After getting in, I went over to an empty row to sit down, but as I scooted over, the women on the other side of the train said “Stop! NO! It’s Dirty!” I moved back, and it took me a second to realize what they meant. Someone had pooped on the floor.
Why, poop bandit? Wherefore, poop bandit? Who would do this? Was it some very ill person who couldn’t wait? Was it some ill in the head person who thought that train cars double as public bathrooms? Was it a misguided, perhaps renegade, performance artist speaking out against social paradigms? Was it some revolutionary who was making a Marxist/anti-classist/anarchist/down with capitalism/up with the masses/political statement against the ladies of the ladies first class compartment?
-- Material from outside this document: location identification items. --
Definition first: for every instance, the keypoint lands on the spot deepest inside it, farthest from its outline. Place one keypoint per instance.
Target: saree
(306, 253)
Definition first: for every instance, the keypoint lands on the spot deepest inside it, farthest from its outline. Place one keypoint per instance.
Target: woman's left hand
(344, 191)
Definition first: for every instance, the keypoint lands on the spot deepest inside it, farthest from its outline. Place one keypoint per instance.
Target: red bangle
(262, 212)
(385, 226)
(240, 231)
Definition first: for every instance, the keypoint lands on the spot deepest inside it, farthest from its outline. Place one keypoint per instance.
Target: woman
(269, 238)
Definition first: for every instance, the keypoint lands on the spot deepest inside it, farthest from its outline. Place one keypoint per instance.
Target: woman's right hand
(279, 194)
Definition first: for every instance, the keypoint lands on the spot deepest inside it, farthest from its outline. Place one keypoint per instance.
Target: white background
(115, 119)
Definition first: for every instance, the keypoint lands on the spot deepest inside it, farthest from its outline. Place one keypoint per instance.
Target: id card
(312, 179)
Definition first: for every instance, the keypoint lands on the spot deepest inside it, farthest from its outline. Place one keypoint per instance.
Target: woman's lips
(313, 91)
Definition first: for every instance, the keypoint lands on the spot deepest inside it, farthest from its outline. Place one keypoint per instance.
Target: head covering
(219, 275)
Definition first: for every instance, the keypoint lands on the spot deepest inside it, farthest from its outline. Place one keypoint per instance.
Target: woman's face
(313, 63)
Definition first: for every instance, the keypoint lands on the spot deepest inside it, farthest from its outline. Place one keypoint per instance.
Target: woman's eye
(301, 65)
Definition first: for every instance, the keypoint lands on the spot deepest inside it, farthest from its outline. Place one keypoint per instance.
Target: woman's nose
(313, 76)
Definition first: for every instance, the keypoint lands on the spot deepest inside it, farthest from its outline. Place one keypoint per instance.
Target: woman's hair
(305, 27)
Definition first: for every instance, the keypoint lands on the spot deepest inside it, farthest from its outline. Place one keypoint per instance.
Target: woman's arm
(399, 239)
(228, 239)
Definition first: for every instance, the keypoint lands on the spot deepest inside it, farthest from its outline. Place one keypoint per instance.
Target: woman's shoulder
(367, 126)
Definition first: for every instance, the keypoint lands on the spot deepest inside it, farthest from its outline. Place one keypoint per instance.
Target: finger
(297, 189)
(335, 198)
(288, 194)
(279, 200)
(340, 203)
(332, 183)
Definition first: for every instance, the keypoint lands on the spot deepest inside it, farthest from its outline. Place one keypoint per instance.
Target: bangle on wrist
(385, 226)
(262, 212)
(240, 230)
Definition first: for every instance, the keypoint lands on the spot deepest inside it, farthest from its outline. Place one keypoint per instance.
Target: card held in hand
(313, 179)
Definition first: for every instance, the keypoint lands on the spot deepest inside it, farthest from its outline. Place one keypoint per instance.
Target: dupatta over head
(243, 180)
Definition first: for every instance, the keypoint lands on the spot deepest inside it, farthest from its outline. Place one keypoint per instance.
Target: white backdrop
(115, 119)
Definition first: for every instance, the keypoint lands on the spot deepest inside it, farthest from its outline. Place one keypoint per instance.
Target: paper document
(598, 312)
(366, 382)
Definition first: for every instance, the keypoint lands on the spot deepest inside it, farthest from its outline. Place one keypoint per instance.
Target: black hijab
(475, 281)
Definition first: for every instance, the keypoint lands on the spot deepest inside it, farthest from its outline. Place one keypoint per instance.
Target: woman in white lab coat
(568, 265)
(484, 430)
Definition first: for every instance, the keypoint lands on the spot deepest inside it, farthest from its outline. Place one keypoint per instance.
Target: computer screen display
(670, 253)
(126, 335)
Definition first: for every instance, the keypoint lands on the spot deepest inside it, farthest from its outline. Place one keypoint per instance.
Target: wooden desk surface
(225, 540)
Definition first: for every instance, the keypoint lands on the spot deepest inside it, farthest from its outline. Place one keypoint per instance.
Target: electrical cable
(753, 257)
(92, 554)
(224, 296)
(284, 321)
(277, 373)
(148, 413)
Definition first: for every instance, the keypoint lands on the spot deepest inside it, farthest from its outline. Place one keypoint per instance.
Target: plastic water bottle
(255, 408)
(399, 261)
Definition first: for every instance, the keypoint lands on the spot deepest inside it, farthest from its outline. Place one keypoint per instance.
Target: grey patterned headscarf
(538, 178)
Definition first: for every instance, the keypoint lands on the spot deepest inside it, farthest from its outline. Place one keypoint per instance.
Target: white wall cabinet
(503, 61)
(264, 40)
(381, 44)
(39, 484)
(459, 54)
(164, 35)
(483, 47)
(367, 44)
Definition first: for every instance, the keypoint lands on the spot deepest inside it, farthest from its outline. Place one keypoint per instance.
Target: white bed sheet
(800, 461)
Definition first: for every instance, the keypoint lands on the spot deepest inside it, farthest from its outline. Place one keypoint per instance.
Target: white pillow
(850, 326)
Who knows, but no one wanted to sit by it.
I went home. Sigh. If it was a political statement, the radical should have made a little sign explaining her (presumably bandit was female) ideology to stick in it, because as it was the message was lost on her audience. Unless the message was just that poop on a train is gross. We all got that.

3 comments:

Anonymous said...

And how might they have done this without anyone else noticing?

I have noticed in various corners of the globe more casual attitudes about such things.
p.

Anonymous said...

Coming up on an unexpected pile of human poop is an experience. Happened to me once in the stairwell of the parking garage on Capital Hill I park in for work. Coming down the stairs on a Monday morning, and boom, there it was. I still avoid that spot on the stairs to this day.

Susan

evelyn in taiwan said...

wow. poop bandits of the world unite. david sedaris has a whole thing that he does on public pooping. he started asking crowds when he was speaking in bookstores if anyone had ever seen this, and invariably a few people would raise their hands. it is an international phenomenon. like, people would let their kids poop in dressing rooms and stuff. ew.